The five course menu for the Benchmark Holiday Dinner was served to over 90 guests at the James Beard House. Guests included James Beard Foundation members, several press, Benchmark Hospitality's invited guests, and executives from leading New York-area corporations.

Chefs Konrad Meier, Brother Luck, Peter Carl, David Rodriguez, as well as Bob Zappatelli, Benchmark Hospitality’s vice president food and beverage, in James Beard’s original kitchen at the James Beard House. Missing from the photo is Mary Watson, sommelier.

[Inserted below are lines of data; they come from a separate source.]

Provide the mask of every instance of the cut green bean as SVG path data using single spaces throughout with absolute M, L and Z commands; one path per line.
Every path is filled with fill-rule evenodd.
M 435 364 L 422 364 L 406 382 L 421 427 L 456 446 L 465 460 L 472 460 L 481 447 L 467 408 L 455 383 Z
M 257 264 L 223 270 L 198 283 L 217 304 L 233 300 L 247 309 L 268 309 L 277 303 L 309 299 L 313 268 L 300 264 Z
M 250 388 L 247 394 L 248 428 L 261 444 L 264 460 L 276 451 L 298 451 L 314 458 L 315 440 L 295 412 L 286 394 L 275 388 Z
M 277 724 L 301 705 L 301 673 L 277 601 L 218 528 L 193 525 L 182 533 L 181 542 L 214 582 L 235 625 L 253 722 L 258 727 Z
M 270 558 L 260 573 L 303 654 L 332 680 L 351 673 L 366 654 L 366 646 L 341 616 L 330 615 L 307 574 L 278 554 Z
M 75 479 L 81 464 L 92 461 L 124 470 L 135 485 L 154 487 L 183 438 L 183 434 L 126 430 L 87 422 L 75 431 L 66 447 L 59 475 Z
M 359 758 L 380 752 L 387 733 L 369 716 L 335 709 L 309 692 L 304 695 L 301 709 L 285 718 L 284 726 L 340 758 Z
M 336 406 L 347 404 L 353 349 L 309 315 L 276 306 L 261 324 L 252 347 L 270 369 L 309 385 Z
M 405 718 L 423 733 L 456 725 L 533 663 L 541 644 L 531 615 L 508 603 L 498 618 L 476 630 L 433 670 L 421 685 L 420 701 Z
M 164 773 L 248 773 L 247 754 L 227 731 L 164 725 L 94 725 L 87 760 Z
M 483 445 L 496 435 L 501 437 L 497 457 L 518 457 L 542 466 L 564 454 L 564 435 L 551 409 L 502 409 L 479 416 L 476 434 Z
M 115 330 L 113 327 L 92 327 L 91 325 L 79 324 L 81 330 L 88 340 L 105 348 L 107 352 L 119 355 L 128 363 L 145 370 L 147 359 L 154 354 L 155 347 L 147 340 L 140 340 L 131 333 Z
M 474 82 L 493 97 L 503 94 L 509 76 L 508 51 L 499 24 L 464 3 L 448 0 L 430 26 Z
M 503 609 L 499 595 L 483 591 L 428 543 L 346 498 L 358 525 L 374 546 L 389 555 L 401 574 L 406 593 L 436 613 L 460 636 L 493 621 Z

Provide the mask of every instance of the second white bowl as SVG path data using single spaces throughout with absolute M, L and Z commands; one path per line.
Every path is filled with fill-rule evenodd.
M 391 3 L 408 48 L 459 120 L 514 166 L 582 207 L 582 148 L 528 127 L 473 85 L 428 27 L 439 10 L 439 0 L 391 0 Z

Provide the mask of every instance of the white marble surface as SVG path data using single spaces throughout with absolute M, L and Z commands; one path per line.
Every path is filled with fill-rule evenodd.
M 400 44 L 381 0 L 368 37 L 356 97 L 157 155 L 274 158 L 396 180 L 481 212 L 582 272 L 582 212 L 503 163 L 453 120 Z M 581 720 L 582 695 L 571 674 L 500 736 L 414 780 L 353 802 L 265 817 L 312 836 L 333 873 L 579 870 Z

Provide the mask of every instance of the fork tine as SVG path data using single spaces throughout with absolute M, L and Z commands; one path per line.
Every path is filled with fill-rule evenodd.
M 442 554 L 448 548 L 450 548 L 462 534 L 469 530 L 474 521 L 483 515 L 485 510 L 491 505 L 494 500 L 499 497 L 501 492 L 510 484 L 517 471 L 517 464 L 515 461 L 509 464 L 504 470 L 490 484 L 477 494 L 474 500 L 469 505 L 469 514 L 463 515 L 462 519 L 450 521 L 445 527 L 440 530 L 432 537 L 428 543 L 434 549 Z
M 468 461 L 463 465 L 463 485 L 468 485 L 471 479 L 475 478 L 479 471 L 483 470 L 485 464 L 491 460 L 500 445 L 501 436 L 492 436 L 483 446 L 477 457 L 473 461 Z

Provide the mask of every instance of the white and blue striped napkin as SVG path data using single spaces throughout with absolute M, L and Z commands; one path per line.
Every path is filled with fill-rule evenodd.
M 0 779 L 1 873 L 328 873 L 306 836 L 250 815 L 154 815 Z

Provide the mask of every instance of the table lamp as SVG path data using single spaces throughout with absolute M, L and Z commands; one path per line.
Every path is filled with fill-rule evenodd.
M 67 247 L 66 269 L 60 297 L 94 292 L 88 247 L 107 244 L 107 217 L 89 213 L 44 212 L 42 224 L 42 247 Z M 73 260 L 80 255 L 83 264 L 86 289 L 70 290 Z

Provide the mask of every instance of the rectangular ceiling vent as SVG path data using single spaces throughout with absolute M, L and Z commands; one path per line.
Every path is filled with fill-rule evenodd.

The James Beard Foundation www.jamesbeard.org, based in New York City, is the definitive culinary arts organization in the United States dedicated to showcasing American chefs' talents. It is named after the great American chef, Dean of American Cooking, and Father of American Gastronomy, James Beard, who authored over 20 cookbooks and hundreds of articles, many of which are still in print. Beard appeared on network television's first cookery program in the 1940s and established a renowned cooking school. The Foundation and The James Beard House, where chefs from around the world showcase their talents, are situated in Manhattan in Beard's original townhouse, located in Greenwich Village.

The mission of The James Beard Foundation is to celebrate, preserve, and nurture America's culinary heritage and diversity in order to elevate the appreciation of the nation's culinary excellence. The Foundation is a national not-for-profit ­ 501(c)(3) organization. According to the James Beard Foundation, all performing artists deserve a great stage: Musicians have Carnegie Hall; Opera singers have The Metropolitan Opera House; and Chefs, Winemakers and Cookbook Authors have The James Beard House. More than 20 dinners, lunches and workshops are held each month at The James Beard House to showcase culinary artists from America and around the world.